Establishing this measurement framework has enabled the health system to move from qualitative measures to quantifiable assessment using QOL tools. However, before this measurement was possible, the team had to establish a methodology for gathering QOL data that could be smoothly integrated into the enterprise data warehouse (EDW).
Engaging Patients to Assess Quality of Life
To gather the QOL data, the team had to engage patients to complete the surveys. For this, they turned to their electronic medical record (EMR) patient portal — integrated with the Health Catalyst Late-Binding™ EDW. The team devised a straightforward, streamlined and effective process to engage patients and collect the data.
Patients coming in to the clinic before their surgical spine procedure use an iPad to log in to the patient portal and complete the survey. Clinic staff are on hand to help anyone who is unfamiliar with using iPad technology. Baseline QOL data is gathered by the staff during an office visit approximately thirty days before the surgical procedure. Due to the nature of surgical spine procedures and the time associated with recovery and physical therapy, staff engage the patients to complete the survey again at three months, six months, nine months and one year post procedure.
Using this automated, integrated approach for capturing data — as opposed to relying on paper surveys — reduces the inefficiencies and chances for error associated with paper data capture. The digitized information flows directly from the patient portal into the EDW, where it is immediately available for analysis.
The approach has also played an important role in driving measurable patient engagement. Gathering QOL data digitally has created a meaningful way to engage the health system’s patients with its patient portal. The percentage of patients activated in the portal is continuing to increase.
Evaluating and Analyzing QOL Data
The data capture process has been implemented in the spine clinic and will soon be rolled out to include the patient population of four additional surgeons in a second clinic. The spine team will need to capture a full year’s worth of QOL assessments before it has a full spectrum of data.
To analyze this data, the team has worked with Health Catalyst to implement their spine population module that enables them to visualize the outcomes data, evaluate trends and analyze outcomes.
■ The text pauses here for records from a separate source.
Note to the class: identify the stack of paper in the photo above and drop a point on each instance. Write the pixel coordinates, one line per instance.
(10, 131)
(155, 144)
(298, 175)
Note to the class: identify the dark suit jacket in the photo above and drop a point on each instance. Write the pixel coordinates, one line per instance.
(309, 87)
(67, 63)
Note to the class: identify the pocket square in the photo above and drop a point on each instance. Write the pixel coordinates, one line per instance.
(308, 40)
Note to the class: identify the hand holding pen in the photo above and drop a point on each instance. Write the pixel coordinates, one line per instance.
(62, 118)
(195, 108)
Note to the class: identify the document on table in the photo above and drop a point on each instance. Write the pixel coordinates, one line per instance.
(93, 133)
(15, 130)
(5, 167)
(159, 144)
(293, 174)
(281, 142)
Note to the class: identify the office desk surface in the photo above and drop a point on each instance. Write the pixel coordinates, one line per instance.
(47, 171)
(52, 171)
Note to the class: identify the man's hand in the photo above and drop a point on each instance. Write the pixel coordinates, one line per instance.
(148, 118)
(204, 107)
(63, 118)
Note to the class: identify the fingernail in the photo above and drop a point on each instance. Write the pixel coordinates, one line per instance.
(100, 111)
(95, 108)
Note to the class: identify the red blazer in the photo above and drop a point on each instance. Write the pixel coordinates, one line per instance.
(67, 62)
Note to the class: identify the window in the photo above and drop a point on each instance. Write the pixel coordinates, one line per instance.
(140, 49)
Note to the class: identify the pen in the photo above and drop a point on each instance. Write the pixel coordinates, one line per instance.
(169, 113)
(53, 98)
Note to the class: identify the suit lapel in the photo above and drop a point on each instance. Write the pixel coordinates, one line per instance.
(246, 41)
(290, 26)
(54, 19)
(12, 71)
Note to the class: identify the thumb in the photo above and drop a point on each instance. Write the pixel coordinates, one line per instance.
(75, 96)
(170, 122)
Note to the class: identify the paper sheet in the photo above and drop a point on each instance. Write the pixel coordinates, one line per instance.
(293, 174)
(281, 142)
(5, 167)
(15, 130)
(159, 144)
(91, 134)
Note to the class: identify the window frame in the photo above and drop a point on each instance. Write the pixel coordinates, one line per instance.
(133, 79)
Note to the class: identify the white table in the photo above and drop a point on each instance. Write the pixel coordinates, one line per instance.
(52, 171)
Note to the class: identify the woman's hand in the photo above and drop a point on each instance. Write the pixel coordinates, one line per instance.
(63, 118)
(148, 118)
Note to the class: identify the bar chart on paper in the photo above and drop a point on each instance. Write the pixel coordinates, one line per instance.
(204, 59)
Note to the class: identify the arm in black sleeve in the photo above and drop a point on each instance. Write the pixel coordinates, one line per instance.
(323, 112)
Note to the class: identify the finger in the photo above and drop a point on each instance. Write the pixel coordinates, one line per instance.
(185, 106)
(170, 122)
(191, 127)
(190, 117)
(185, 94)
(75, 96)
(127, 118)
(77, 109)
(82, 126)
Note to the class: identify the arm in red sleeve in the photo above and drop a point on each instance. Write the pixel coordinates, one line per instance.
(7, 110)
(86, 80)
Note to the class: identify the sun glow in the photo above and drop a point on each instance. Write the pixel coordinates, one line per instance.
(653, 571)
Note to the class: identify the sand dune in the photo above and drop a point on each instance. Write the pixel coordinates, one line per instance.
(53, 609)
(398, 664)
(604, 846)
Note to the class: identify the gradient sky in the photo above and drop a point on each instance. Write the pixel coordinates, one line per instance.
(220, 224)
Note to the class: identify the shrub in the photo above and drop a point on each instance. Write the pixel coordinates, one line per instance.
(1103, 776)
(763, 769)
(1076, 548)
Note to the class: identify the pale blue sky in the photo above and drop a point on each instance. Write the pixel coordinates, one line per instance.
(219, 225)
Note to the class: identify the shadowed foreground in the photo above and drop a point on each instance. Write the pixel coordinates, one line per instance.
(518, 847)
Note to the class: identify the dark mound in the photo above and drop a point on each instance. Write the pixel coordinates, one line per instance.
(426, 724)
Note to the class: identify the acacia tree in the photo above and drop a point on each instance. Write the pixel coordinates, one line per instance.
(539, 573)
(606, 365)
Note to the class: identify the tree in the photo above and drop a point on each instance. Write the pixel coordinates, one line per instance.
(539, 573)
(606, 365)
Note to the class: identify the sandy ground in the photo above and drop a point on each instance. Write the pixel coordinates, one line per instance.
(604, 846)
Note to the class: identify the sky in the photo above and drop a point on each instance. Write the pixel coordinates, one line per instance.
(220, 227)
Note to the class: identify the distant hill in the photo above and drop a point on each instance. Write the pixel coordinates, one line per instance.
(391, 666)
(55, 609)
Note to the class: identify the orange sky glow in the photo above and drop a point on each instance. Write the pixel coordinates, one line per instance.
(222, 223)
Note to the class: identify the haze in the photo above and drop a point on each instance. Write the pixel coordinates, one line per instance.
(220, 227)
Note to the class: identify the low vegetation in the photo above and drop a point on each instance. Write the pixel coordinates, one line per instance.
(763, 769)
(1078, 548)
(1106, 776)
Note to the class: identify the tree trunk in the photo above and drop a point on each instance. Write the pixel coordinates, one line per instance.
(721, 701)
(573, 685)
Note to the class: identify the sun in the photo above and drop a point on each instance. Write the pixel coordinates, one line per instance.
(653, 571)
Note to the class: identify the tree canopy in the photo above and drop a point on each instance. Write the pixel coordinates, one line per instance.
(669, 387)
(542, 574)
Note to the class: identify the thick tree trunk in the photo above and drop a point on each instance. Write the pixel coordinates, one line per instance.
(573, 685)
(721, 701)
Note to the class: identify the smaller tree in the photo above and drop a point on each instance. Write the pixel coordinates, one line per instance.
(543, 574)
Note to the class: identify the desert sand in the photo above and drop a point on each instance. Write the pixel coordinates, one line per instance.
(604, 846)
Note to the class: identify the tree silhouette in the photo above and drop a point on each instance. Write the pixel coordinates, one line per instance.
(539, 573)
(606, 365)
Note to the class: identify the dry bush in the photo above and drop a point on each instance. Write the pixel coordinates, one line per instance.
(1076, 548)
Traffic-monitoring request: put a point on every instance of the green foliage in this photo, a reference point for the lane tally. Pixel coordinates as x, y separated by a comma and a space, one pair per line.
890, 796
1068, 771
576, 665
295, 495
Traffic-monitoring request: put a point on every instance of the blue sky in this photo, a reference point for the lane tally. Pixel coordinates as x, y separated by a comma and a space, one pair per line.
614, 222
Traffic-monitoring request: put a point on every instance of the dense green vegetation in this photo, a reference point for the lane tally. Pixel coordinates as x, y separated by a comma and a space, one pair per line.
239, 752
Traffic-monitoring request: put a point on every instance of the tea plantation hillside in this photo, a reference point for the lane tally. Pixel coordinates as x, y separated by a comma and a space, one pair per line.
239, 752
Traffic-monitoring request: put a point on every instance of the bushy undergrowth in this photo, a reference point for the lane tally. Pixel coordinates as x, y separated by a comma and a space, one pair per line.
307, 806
Coupled with the EDW, this healthcare analytics application pulls in data from the QOL surveys and other sources to enable the spine care team to better quantify symptoms, functional status and patient satisfaction associated with their surgical interventions. Not only does it enable the clinical team to see clinical outcomes and trends, but it also integrates this clinical data with financial and patient satisfaction measures such as:
- Length of stay
- Likelihood of recommending the practice, provider and hospital
- Provider explanation of problem/condition and pain control
- Overall rating of care
The health system’s long-term goal for this healthcare analytics platform is to use the physiological, patient and QOL scores to ascertain evidence-based practices that drive improved patient outcomes. This will empower clinicians to reduce variation in care — and improve both quality and cost.